[<prev] [next>] [<thread-prev] [thread-next>] [day] [month] [year] [list]
Message-ID: <20100503204818.7b801f43@infradead.org>
Date: Mon, 3 May 2010 20:48:18 -0700
From: Arjan van de Ven <arjan@...radead.org>
To: Thomas Renninger <trenn@...e.de>
Cc: Willy Tarreau <w@....eu>, Pavel Machek <pavel@....cz>,
linux-kernel@...r.kernel.org, akpm@...ux-foundation.org,
mingo@...e.hu, peterz@...radead.org, tglx@...utronix.de,
davej@...hat.com, cpufreq@...r.kernel.org, riel@...hat.com
Subject: [PATCH 8/7] cpufreq: make the iowait-is-busy-time a sysfs tunable
On Tue, 27 Apr 2010 13:39:34 +0200
Thomas Renninger <trenn@...e.de> wrote:
> On Friday 23 April 2010 06:08:19 pm Arjan van de Ven wrote:
> > On Fri, 23 Apr 2010 10:50:10 +0200
> > Thomas Renninger <trenn@...e.de> wrote:
> > Especially on battery, users will appreciate some minutes
> >
> > > of more battery lifetime and do not care about some ms of IO
> > > latencies.
> >
> > the assumption that power doesn't matter on AC is a huge fiction
> > that any data center operator would love to get out of everyones
> > head as quickly as possible.
>
> Have I said power doesn't matter on AC?

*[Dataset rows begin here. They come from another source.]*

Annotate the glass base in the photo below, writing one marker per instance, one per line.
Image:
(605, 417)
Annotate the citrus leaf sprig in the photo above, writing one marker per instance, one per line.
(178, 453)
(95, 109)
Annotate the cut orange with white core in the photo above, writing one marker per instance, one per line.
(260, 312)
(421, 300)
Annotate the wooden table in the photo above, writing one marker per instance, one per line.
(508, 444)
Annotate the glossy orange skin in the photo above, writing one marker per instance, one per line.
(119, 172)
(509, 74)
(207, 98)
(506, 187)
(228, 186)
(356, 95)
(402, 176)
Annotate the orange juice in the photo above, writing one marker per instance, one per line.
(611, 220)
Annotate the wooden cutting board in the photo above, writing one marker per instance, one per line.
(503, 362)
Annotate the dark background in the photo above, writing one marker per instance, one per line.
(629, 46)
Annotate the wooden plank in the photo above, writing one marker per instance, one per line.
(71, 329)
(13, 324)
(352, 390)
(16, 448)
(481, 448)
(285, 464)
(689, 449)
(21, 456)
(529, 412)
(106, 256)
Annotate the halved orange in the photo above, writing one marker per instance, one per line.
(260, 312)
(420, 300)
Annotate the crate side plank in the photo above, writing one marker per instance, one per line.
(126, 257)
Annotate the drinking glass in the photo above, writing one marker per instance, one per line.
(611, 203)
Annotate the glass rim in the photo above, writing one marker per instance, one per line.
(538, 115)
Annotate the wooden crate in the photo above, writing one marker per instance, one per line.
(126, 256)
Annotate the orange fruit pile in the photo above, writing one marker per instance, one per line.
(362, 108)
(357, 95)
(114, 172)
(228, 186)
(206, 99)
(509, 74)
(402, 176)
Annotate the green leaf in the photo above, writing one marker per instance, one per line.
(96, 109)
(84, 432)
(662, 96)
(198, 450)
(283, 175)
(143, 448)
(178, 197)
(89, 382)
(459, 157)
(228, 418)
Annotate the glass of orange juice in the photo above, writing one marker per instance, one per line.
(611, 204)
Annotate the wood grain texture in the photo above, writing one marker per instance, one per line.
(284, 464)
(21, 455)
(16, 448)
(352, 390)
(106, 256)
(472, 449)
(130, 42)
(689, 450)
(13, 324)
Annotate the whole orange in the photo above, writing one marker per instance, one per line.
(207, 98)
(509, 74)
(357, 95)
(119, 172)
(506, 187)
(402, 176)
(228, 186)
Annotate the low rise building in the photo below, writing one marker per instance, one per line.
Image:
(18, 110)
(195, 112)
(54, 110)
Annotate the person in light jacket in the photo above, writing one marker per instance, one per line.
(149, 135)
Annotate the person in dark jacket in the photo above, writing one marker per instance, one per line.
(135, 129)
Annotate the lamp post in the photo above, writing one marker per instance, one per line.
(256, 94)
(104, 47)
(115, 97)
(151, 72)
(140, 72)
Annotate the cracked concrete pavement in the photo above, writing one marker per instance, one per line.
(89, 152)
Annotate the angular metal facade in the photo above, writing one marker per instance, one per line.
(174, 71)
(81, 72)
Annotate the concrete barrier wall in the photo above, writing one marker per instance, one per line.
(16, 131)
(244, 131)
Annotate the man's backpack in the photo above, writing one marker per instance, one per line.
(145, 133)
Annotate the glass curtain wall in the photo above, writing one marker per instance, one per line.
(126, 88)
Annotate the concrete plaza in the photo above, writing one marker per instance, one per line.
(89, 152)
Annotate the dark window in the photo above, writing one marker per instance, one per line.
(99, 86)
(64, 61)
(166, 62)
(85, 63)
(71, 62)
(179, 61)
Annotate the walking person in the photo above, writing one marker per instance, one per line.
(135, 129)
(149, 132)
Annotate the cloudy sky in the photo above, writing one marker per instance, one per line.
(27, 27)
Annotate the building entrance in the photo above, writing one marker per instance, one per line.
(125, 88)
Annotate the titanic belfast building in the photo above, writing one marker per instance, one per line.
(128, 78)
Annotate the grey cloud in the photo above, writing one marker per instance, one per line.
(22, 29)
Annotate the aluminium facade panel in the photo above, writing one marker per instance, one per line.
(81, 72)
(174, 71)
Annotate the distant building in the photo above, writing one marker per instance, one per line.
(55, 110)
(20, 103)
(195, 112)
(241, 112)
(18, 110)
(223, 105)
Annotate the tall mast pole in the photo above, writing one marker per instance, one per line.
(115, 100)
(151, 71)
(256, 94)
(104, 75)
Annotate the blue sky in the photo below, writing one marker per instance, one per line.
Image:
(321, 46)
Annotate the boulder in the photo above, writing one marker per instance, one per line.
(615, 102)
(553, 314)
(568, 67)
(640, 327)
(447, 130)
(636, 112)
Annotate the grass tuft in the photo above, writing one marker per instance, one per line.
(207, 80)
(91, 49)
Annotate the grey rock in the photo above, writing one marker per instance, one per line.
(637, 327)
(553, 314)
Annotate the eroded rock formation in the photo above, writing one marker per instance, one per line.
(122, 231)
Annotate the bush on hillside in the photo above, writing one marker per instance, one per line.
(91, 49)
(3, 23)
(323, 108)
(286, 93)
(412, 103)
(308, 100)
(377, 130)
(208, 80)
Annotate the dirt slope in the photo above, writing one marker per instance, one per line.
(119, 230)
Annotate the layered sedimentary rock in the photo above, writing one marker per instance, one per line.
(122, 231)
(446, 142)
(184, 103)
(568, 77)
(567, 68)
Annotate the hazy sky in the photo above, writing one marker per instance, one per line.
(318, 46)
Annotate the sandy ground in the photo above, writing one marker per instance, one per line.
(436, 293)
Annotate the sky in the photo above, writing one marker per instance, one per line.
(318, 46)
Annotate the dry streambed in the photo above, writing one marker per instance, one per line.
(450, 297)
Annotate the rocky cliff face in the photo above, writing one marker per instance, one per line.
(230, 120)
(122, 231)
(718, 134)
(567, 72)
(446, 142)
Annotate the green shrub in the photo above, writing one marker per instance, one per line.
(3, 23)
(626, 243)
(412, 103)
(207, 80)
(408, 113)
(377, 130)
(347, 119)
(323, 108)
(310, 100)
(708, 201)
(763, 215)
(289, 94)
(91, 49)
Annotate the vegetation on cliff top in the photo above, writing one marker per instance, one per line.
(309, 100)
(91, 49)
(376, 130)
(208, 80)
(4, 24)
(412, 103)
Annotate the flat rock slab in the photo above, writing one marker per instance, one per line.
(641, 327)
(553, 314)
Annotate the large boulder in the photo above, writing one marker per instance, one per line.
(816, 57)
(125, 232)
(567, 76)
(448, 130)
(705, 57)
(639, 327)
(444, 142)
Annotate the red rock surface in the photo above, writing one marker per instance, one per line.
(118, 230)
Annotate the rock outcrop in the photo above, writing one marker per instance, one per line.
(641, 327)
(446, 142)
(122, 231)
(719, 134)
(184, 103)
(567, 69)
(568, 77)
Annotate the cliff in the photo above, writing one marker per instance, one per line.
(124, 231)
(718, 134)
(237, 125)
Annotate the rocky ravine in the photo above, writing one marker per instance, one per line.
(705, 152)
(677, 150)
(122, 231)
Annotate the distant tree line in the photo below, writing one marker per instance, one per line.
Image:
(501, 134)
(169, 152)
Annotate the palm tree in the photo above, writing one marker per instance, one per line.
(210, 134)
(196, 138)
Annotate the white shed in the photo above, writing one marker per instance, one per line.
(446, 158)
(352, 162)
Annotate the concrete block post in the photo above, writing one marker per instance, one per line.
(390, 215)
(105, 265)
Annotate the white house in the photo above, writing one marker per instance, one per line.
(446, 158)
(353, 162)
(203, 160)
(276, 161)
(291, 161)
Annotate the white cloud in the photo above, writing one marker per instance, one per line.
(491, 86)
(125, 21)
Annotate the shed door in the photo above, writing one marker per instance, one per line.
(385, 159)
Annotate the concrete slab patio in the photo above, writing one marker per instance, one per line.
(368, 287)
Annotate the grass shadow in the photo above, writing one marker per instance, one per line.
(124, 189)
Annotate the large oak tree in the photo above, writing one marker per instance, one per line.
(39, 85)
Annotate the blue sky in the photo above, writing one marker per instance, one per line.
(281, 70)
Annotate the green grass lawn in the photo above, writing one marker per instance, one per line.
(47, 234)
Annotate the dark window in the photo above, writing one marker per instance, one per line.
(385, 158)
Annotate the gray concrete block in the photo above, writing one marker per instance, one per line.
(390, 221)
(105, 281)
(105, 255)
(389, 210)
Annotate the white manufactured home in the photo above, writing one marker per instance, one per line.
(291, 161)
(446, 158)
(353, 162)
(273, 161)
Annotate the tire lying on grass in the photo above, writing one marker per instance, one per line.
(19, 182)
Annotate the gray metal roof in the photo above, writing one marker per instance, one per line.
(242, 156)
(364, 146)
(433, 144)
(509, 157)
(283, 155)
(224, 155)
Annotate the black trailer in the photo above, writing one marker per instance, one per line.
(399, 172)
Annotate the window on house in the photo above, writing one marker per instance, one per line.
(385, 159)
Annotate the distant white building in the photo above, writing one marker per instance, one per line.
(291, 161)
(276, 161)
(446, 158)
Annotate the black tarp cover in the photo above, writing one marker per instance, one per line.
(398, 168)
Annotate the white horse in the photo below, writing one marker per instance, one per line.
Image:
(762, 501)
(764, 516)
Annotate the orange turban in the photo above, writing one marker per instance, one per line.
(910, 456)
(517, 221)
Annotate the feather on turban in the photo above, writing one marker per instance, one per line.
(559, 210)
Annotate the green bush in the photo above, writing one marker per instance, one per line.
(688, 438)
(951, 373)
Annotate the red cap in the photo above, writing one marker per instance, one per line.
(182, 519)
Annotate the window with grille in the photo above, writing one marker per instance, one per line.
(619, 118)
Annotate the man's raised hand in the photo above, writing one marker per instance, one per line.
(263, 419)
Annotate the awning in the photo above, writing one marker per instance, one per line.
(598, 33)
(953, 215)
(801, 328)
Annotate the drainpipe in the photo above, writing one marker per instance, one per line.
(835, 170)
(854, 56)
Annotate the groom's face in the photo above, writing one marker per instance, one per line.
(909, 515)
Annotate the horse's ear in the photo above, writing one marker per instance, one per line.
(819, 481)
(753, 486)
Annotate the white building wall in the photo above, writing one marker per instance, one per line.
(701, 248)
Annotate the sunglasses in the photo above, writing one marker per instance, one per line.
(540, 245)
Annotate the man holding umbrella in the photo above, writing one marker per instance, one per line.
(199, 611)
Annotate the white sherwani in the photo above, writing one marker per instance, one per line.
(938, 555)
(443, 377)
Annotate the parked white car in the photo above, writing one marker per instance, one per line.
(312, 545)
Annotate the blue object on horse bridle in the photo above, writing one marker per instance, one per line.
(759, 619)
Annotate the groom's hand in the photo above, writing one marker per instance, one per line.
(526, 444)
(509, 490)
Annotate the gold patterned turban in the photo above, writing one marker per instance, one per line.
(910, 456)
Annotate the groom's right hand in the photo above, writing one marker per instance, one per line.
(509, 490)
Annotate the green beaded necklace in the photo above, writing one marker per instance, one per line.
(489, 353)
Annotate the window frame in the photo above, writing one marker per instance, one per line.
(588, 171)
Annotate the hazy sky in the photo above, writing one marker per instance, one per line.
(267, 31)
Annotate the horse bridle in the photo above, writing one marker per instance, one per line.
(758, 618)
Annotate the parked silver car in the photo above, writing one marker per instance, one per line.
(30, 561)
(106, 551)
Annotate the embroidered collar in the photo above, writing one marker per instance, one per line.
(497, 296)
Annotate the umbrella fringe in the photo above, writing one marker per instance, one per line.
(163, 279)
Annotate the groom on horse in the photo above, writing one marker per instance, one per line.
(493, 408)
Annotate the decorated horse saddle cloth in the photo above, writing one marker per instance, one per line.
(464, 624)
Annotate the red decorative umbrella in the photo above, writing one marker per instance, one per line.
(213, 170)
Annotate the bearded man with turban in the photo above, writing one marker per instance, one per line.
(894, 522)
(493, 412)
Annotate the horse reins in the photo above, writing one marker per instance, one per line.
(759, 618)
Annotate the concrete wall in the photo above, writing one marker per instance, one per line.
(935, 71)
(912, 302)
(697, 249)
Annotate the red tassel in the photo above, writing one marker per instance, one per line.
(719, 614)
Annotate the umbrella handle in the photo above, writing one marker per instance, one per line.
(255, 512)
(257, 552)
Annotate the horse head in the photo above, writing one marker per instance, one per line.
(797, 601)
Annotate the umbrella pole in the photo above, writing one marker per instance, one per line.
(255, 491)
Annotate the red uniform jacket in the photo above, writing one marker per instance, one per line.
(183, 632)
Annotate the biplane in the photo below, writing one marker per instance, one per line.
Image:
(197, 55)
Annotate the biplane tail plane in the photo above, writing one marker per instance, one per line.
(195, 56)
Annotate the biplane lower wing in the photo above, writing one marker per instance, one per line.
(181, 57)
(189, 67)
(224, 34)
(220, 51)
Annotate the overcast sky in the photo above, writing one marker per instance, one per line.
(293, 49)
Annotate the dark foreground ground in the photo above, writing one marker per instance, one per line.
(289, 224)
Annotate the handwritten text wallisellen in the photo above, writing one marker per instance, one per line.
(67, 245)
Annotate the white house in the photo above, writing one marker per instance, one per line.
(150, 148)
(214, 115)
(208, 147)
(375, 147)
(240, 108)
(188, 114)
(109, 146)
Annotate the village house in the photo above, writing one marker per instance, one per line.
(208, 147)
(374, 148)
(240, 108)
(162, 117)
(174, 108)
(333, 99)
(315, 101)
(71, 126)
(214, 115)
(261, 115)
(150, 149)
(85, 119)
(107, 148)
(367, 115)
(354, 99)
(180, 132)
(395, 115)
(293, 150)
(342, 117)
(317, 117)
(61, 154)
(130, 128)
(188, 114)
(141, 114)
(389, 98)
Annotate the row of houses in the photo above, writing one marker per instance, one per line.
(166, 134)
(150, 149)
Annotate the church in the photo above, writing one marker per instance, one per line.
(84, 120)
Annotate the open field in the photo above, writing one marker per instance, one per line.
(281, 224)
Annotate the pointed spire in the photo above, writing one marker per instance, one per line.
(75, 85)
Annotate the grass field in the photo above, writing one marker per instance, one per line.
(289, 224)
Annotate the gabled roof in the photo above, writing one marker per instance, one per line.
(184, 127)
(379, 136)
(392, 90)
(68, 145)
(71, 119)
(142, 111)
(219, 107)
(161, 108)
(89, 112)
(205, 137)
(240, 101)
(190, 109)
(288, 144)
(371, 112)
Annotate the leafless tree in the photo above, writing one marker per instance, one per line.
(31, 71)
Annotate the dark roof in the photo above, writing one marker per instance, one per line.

> Do you agree that a datacenter has different performance vs power
> tradeoff demands as a battery driven mobile device?
>
> Back to the topic:
> As you did not answer on my (several) sysfs knob request(s), I expect
> you agree with it and will add one.
>
yup it makes sense to have a sysfs knob with a sane default value
From: Arjan van de Ven <arjan@...ux.intel.com>
Subject: [PATCH] cpufreq: make the iowait-is-busy-time a sysfs tunable
Pavel Machek pointed out that not all CPUs have an efficient idle
at high frequency. Specifically, older Intel and various AMD cpus
would get a higher power usage when copying files from USB.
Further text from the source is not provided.